The duo joins a growing trend of wealthy tech executives launching a privately-funded war on aging. The list of epigenetics-focused anti-aging ventures is long and growing. One such company is Calico Labs, which was announced in 2013 by Google co-founder, Larry Page. Another longevity company is Altos Labs, whose founders include Jeff Bezos and Russian-Israeli venture capitalist Yuri Milner. There’s the 2017 billionaire-backed AgeX Therapeutics, Turn Bio, Shift Bioscience, and Retro Bioscience all pursuing epigenetic therapies to change aging as we know it.

Billionaire investor Peter Thiel enthusiastically funds parabiosis, blood transfusions from young to aged organisms which have been shown, in limited studies, to rejuvenate rodent nervous systems. The practice remains controversial, and the FDA warns against it.
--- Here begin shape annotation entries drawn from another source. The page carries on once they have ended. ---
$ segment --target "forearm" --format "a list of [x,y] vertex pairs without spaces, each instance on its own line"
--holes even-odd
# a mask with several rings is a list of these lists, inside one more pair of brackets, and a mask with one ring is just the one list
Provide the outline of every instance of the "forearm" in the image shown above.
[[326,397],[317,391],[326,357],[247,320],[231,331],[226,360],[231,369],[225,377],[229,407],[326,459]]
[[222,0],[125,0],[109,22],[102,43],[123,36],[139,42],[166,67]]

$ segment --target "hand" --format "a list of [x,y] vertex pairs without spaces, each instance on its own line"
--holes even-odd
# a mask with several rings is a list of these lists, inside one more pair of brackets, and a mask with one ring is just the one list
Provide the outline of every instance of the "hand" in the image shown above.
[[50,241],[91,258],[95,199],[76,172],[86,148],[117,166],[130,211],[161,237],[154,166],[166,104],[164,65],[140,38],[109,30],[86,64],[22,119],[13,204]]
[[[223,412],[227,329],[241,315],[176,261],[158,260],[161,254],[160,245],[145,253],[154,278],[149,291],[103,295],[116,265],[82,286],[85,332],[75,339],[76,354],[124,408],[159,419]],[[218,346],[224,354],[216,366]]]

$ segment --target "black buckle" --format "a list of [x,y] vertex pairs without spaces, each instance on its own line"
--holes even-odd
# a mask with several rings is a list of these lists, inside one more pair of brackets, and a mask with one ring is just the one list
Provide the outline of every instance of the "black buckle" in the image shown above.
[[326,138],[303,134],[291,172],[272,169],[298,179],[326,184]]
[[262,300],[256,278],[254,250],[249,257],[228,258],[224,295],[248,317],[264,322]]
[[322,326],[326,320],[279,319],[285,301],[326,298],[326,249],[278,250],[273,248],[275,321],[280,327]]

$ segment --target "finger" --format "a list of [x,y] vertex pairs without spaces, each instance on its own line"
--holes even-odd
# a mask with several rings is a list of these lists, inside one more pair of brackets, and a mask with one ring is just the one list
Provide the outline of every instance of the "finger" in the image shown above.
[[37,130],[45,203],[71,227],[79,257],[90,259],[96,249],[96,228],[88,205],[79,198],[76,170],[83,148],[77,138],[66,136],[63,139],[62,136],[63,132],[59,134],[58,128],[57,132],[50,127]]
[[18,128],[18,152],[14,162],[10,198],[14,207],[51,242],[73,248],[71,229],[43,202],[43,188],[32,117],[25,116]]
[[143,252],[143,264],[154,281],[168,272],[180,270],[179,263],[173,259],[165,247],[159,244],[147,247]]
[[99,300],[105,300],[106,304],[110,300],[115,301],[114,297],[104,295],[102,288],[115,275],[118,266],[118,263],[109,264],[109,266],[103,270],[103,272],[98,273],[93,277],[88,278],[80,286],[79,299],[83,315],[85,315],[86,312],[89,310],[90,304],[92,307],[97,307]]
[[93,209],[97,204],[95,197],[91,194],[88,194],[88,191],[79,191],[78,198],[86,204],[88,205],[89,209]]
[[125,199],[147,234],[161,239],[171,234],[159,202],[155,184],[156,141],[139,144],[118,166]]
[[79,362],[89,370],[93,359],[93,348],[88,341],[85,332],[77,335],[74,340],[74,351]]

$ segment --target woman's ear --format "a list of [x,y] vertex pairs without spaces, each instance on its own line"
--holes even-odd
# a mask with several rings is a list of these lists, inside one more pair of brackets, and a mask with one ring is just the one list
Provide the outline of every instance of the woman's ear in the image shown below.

The surge of private science startups comes as federal research funding steadily declines, and as research funding changes, research motives change too. “The practice of science in the twenty-first century is becoming shaped less by national priorities or by peer review groups and more by the particular preferences of individuals with huge amounts of money to give,” wrote Steven Edwards for The American Association for the Advancement of Science.

“Science in the 21st century is becoming shaped less by peer review groups and more by individuals with huge amounts of money.”

An editorial in the eminent scientific journal Nature warned of the downsides of science philanthropy, including a potential to “skew research” toward trendy projects and away from crucial but “less fashionable” areas.

Another concern is equity. As NewLimit and other startups seek to push past the limits of biology, will their advances be accessible to the non-wealthy? Co-founders Armstrong and Byers offer vague consolation, writing that “every breakthrough product, from cell phones to electric cars, started out with breakthroughs in basic science, which led to expensive early prototypes. But the cost of these products were driven down over time, to the point where they are becoming accessible to everyone.”

For better or for worse, Silicon Valley executives are programming the human genome in addition to computers. NewLimit boasts over $100M in funding, stating that “capital will not be the limiting factor for the next few years.”